数年先のコストアップ分の先取り?
いかにももっともらしい理由に、うなずく向きも多いはずだ。しかし、製品ごとに価格の引き上げと据え置きを棲み分けたところに、ハイボール人気を自ら仕掛け、ウイスキー市場の長期低落傾向に歯止めをかけた同社のしたたかさが色濃くにじむ。半面、ウイスキー党にはこの理由は限りなく腑に落ちない。
というのも、「マッサン」の視聴者なら知っての通り、ウイスキーは原酒を樽で寝かせる熟成が命であり、商品として出荷できるまでに竹鶴政孝は5年と説き、一般的には最短で3年は必要とされる。商品化までの投下資金回収に長期間を要するため、ウイスキー製造にベンチャー企業が不向きとされる所以でもある。言い換えれば、今回のサントリーの値上げは、今後数年先のコストアップ分の先取りとのそしりを免れない。

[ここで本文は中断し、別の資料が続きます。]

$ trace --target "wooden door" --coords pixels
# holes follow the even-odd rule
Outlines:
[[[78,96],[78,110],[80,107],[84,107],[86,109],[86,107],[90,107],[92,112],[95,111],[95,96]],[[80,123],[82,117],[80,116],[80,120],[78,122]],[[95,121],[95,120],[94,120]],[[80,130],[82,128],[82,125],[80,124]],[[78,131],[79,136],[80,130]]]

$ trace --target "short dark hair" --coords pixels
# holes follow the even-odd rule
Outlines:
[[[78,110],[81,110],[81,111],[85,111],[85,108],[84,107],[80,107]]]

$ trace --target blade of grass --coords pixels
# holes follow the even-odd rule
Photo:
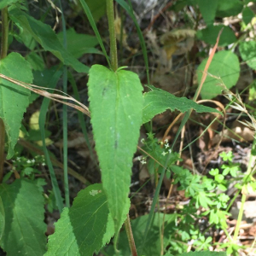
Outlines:
[[[95,21],[94,21],[94,19],[92,17],[91,12],[90,12],[90,10],[87,3],[84,2],[84,0],[79,0],[79,1],[80,1],[80,3],[81,3],[81,5],[82,5],[82,7],[84,9],[84,11],[87,18],[89,20],[89,22],[90,22],[90,26],[91,26],[91,27],[92,27],[92,29],[93,29],[93,31],[94,31],[96,38],[97,38],[97,39],[98,39],[98,42],[99,42],[99,44],[101,45],[101,48],[102,49],[102,52],[103,52],[104,55],[106,57],[108,64],[109,67],[111,67],[109,57],[108,57],[108,55],[107,54],[106,49],[105,49],[103,42],[102,40],[102,37],[101,37],[101,35],[99,33],[99,31],[98,31],[98,29],[96,27],[96,25]]]
[[[200,94],[200,91],[201,90],[201,87],[202,87],[202,84],[203,83],[205,82],[206,79],[207,79],[207,70],[208,70],[208,67],[212,62],[212,60],[213,58],[213,55],[215,54],[215,51],[217,49],[217,47],[218,47],[218,40],[219,40],[219,37],[220,37],[220,34],[222,32],[222,30],[219,32],[218,35],[218,38],[217,38],[217,41],[216,41],[216,44],[212,50],[212,53],[208,58],[208,61],[207,62],[207,65],[205,67],[205,69],[203,71],[204,73],[204,75],[202,76],[202,79],[201,79],[201,84],[200,84],[200,86],[197,88],[196,91],[195,91],[195,96],[193,98],[193,101],[196,102],[197,100],[197,97]],[[189,116],[190,116],[190,113],[192,113],[193,109],[189,110],[189,111],[187,111],[184,114],[184,117],[181,122],[181,125],[178,128],[178,131],[177,131],[177,134],[174,137],[174,140],[173,140],[173,143],[171,146],[171,149],[172,150],[173,149],[173,147],[175,145],[175,143],[183,129],[183,127],[184,126],[184,125],[186,124],[186,122],[188,121]],[[154,199],[153,199],[153,202],[152,202],[152,205],[151,205],[151,209],[150,209],[150,212],[149,212],[149,216],[148,216],[148,222],[147,222],[147,224],[146,224],[146,229],[145,229],[145,232],[144,232],[144,236],[143,236],[143,247],[142,247],[142,251],[140,252],[141,253],[143,253],[143,247],[144,247],[144,245],[145,245],[145,241],[147,240],[147,236],[148,236],[148,230],[149,230],[149,228],[151,226],[151,224],[152,224],[152,217],[153,217],[153,214],[154,214],[154,208],[155,208],[155,205],[158,201],[158,197],[159,197],[159,193],[160,193],[160,187],[161,187],[161,184],[162,184],[162,182],[163,182],[163,179],[164,179],[164,177],[165,177],[165,174],[166,174],[166,166],[167,166],[167,164],[170,160],[170,156],[168,156],[166,163],[165,163],[165,166],[164,167],[160,167],[160,170],[159,170],[159,172],[161,173],[160,177],[160,179],[159,179],[159,182],[158,182],[158,185],[156,187],[156,189],[155,189],[155,193],[154,193]]]
[[[55,73],[54,76],[52,77],[51,81],[49,84],[49,87],[54,88],[55,86],[57,81],[59,80],[61,75],[61,72],[56,71]],[[51,160],[50,160],[50,157],[49,157],[49,154],[48,149],[46,148],[46,144],[45,144],[44,124],[45,124],[46,113],[48,111],[49,104],[49,99],[44,98],[43,101],[42,106],[41,106],[41,109],[40,109],[38,123],[39,123],[39,127],[40,127],[41,138],[42,138],[42,142],[43,142],[43,148],[44,148],[44,155],[45,155],[46,163],[49,167],[49,172],[53,191],[54,191],[55,196],[58,209],[59,209],[60,212],[61,212],[62,209],[63,209],[63,202],[62,202],[62,198],[61,198],[61,190],[60,190],[58,182],[56,179],[56,176],[55,176],[55,171],[54,171]]]
[[[67,49],[67,32],[66,32],[66,21],[63,15],[63,9],[61,0],[59,0],[59,5],[61,10],[61,21],[62,21],[62,32],[63,32],[63,45]],[[63,67],[63,92],[67,93],[67,67]],[[64,100],[66,102],[66,100]],[[63,171],[64,171],[64,191],[65,191],[65,204],[67,207],[70,207],[69,201],[69,187],[68,187],[68,174],[67,174],[67,106],[63,104]]]
[[[131,4],[130,2],[130,5],[128,5],[124,0],[115,0],[125,11],[129,14],[131,18],[132,19],[134,25],[137,28],[137,32],[138,34],[140,43],[141,43],[141,47],[143,49],[143,58],[145,61],[145,67],[146,67],[146,73],[147,73],[147,80],[148,80],[148,85],[150,84],[150,80],[149,80],[149,68],[148,68],[148,55],[147,55],[147,47],[145,44],[145,40],[143,38],[143,34],[141,31],[140,26],[138,25],[137,19],[133,14],[133,10],[131,8]]]

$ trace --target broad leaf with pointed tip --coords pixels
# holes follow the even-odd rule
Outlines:
[[[101,65],[90,68],[88,86],[103,189],[118,232],[129,201],[132,157],[142,125],[143,86],[136,73],[113,72]]]
[[[8,255],[42,256],[46,251],[44,199],[35,182],[16,179],[0,185],[5,229],[0,241]]]
[[[125,218],[125,215],[123,221]],[[109,242],[113,233],[102,186],[93,184],[79,193],[71,208],[63,210],[55,233],[49,237],[44,256],[91,256]]]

この点は、ウイスキーを扱う専門家の多くも指摘する。
本来なら、ハイボール人気で復権しつつあるウイスキーのファンを一段と広げ、アルコール度数が高く自己主張も強いシングルモルトをはじめとした高級品に誘い込み、裾野拡大を図るのが供給者の努めなはずなのだ。米洋酒大手ビーム社の買収で世界大手に食い込んだサントリーホールディングスは、昨年10月にローソンのトップから“電撃移籍”した新浪剛史社長が2月16日の決算記者会見で「20年にはウイスキーで世界一を目指す」と豪語したほどだ。
そんな折も折、ようやく訪れたウイスキー人気に水を差しかねない大幅値上げに、日本で洋酒文化を育て上げた、ある種おごりに似た香りが漂う。それは、ウイスキー党を引き付けるスモーキーフレーバーとは全く異なった香りだ。スコッチウイスキーの熟成課程で、樽から年々目減りする分を「エンジェルシェア(天使の分け前)」と言う。そんな気の利いた精神は、いまのサントリーには感じられない。